Kabar gembira yang disampaikan nabi Isa as (Yesus)- Matius 4:17:

“Bertobatlah, sebab kerajaan surga sudah dekat!”

Dalam Inji Matius, Yesus baru berdo’a agar Kerajaan Allah itu datang dan dibentuk di dunia ini.

“Bapa, dikuduskanlah namaMu; datanglah KerajaanMu...” (Lukas 11:2)

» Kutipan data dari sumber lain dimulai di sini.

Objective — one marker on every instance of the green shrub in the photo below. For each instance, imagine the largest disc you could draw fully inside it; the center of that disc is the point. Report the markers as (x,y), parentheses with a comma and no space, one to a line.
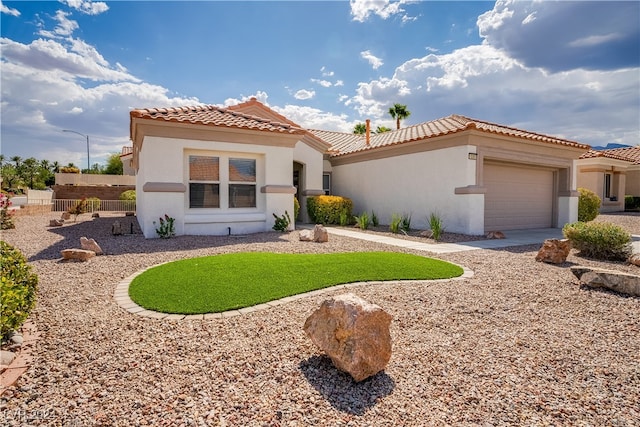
(405,223)
(166,229)
(17,289)
(128,195)
(374,219)
(93,204)
(344,219)
(6,216)
(327,209)
(296,208)
(588,205)
(282,223)
(395,223)
(600,240)
(363,220)
(437,226)
(631,203)
(78,209)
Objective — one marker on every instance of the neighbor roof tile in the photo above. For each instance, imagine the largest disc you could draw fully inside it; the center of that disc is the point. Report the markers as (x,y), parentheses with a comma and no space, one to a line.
(346,143)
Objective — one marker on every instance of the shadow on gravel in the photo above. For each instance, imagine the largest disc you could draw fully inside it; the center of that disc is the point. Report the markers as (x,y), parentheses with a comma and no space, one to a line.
(340,390)
(133,241)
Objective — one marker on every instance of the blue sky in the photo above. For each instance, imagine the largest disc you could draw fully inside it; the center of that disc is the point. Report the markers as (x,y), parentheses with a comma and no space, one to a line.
(568,69)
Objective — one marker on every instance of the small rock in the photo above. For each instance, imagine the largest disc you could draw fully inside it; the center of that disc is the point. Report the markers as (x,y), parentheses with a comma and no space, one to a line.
(353,333)
(6,357)
(77,254)
(320,234)
(495,235)
(90,245)
(616,281)
(16,338)
(554,251)
(116,228)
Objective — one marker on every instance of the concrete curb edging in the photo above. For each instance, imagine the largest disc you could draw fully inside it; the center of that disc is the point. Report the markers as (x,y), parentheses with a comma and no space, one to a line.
(121,296)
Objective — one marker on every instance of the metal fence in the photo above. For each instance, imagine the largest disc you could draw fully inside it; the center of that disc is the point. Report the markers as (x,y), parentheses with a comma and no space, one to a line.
(62,205)
(97,179)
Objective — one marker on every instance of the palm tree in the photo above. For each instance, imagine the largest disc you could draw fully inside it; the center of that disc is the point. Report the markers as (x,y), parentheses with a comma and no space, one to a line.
(399,112)
(17,160)
(360,129)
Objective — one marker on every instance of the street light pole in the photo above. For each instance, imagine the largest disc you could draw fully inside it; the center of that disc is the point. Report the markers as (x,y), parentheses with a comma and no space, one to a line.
(86,136)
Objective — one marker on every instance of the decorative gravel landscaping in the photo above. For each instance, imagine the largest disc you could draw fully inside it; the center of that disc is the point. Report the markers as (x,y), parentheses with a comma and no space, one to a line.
(520,343)
(225,282)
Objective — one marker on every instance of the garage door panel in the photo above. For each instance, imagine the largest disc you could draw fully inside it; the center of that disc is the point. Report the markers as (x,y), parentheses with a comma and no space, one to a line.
(517,197)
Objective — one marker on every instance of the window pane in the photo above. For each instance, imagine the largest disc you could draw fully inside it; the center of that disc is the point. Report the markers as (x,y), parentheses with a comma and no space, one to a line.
(326,183)
(242,196)
(204,195)
(242,170)
(204,168)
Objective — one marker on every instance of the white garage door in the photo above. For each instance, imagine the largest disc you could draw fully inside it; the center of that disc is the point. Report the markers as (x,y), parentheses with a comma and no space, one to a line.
(517,197)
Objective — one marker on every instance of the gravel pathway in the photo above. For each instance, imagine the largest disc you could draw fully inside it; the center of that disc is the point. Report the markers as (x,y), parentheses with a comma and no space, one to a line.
(520,343)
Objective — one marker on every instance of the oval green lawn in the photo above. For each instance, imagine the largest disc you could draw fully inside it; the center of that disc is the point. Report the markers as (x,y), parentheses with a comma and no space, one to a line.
(219,283)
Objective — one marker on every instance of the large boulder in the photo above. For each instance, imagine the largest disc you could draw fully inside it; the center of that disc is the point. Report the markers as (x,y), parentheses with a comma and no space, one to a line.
(616,281)
(353,333)
(77,254)
(554,251)
(90,245)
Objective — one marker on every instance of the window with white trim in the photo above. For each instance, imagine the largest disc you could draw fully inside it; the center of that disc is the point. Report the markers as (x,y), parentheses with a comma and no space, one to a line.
(607,185)
(242,183)
(204,182)
(326,183)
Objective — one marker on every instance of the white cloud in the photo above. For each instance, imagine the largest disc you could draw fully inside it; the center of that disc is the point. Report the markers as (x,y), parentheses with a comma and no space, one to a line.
(485,83)
(323,83)
(561,36)
(304,94)
(69,59)
(372,59)
(8,10)
(43,92)
(88,7)
(326,73)
(595,40)
(260,95)
(313,118)
(65,26)
(362,9)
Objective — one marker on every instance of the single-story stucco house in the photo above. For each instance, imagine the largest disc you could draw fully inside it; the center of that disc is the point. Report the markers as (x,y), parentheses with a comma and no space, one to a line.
(611,174)
(228,170)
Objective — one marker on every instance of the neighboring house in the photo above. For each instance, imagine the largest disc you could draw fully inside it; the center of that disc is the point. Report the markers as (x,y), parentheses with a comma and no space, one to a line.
(611,174)
(220,170)
(126,157)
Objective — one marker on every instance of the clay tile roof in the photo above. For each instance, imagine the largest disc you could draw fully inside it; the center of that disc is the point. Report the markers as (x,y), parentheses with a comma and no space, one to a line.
(211,115)
(345,143)
(627,154)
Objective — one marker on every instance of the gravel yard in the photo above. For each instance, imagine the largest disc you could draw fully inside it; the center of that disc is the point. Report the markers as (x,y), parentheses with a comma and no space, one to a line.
(520,343)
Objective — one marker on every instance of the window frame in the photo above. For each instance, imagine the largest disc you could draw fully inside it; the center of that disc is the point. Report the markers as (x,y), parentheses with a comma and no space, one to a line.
(204,182)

Penantian akan datangnya Kerajaan Allah ini tidak hanya merupakan do’a Yesus, tetapi sudah menjadi penanti bagi umat Kristen yang menanti kedatangan Yesus maupun Mesias yang ditunggu-tunggu  umat Yahudi sampai ribuan tahun, tanpa ada gambaran sedikit pun apakah Kerajaan Allah tersebut sudah datang saat ini atau belum.

Apa yang dimaksud dengan Kerajaan Allah itu? Kamus  Webster mendefinisikan Kerajaan Allah (Kingdom of God) sebagai :                                                        

“Kerajaan Spiritual yang diperintahkan oleh Tuhan... Pemerintahan Tuhan dalam struktur dan fungsi, Pemerintahan yang murni yang diatur oleh Tuhan”

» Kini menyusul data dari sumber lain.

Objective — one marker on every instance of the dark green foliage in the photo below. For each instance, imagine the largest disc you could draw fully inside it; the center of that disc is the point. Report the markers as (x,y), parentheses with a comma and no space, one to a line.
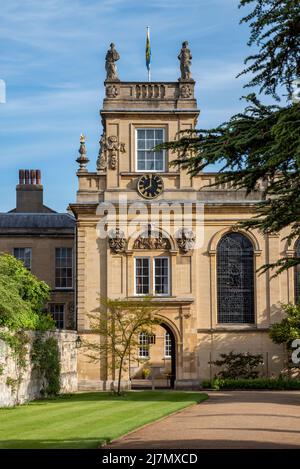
(260,146)
(238,365)
(275,30)
(22,297)
(118,322)
(288,329)
(46,359)
(257,383)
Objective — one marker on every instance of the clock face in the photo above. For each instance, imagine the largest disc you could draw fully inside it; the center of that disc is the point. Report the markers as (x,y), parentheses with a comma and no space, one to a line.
(150,186)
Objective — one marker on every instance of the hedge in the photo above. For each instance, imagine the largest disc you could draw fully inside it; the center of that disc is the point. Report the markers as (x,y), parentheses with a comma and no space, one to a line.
(256,383)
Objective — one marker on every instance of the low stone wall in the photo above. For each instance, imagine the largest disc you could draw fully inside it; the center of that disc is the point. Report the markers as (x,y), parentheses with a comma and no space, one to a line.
(31,384)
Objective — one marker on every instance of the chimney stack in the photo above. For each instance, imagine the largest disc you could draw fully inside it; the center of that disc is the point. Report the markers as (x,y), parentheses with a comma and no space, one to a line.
(29,192)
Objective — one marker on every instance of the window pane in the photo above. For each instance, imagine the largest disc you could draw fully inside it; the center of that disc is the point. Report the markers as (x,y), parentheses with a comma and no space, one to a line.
(63,268)
(24,255)
(141,134)
(150,144)
(149,133)
(161,275)
(142,276)
(57,312)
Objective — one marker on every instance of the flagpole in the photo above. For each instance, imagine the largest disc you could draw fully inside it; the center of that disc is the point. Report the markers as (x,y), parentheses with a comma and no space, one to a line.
(148,38)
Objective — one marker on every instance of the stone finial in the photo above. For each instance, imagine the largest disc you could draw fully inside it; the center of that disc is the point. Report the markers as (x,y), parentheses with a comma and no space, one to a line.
(185,58)
(110,64)
(82,160)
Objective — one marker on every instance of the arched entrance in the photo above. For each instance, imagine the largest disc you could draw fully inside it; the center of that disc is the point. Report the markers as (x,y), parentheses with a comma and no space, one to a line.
(155,366)
(172,378)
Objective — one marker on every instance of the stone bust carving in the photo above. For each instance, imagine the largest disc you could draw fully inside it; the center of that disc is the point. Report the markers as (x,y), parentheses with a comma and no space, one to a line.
(185,58)
(110,64)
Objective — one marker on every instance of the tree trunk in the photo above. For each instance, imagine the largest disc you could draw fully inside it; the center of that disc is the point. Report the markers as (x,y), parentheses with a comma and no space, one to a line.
(119,377)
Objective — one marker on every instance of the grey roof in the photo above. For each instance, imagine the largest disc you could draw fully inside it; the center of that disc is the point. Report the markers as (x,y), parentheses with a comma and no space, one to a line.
(36,220)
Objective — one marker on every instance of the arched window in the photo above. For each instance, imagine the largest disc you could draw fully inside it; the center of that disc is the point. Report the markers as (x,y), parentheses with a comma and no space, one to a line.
(235,279)
(297,273)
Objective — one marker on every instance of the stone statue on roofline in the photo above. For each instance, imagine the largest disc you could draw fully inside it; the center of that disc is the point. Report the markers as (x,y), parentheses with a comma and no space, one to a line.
(110,64)
(185,58)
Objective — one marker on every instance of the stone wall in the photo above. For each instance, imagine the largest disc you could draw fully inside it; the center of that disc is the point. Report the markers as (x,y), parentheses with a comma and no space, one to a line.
(31,382)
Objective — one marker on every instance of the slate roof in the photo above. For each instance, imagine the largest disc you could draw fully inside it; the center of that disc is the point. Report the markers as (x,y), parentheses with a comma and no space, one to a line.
(37,220)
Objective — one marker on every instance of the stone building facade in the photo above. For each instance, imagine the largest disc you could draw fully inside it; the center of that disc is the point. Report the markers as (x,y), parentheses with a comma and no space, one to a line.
(203,277)
(44,240)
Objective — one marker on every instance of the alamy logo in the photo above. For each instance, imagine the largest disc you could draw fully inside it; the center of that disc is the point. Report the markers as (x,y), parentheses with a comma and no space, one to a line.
(2,92)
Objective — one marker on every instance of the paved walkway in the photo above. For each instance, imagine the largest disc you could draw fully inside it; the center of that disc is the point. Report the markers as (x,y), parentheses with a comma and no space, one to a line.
(231,419)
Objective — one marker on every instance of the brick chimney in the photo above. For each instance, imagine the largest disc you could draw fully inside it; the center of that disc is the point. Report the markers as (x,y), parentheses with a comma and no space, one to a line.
(30,192)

Dari defenisi di atas jelas nampak bahwa Kerajaan Allah (Kerajaan Surga), berarti kerajaan spritual yang diatur dengan perintah Allah yang meliputi seluruh umat manusia, atau kerajaan nyata dimana manusia diatur dengan hukum-hukum atau syariat Allah. Berita gembira tentang akan datangnya Islam yang sempurna yang dibawah oleh Nabi Muhammad Saw, merupakan pesan yang dia sebarkan ke seluruh Israil.

“Yesus pun berkeliling di seluruh Galilea; ia mengajar dalam rumah-rumah ibadat dan memberitakan Injil (Kabar Gembira) Kerajaan Allah.” (Matius 4:23)

“juga di kota-kota lain aku harus memberitakan Injil Kerajaan Allah sebab untuk itulah Aku diutus “ (Lukas 4:43)

Di kerajaan tersebut, Allah akan menjadi Penguasa tunggalnya. Manusia hanya sekedar menjadi khalifah pengemban amanah Allah di muka bumi.

“Namun Engkau, ya Allah adalah Rajaku dari zaman purbakala yang melakukan penyelamatan di atas bumi” (Mazmur 74:12)

“bermazmurlah bagi Allah, bermazmurlah, bermazmurlah bagi Raja Kita, bermazmurlah! Sebab Allah adalah Raja seluruh bumi, bermazmurlah dengan nyanyian pengajaran! Allah memerintahkan sebagai Raja atas bangsa-bangsa..” (Mazmur 47:7-9).

Selanjutnya dalam Kerajaan tersebut Allah akan menjadi hakim atau memberikan hukum (syariat) untuk mengatur dan menghakimi manusia.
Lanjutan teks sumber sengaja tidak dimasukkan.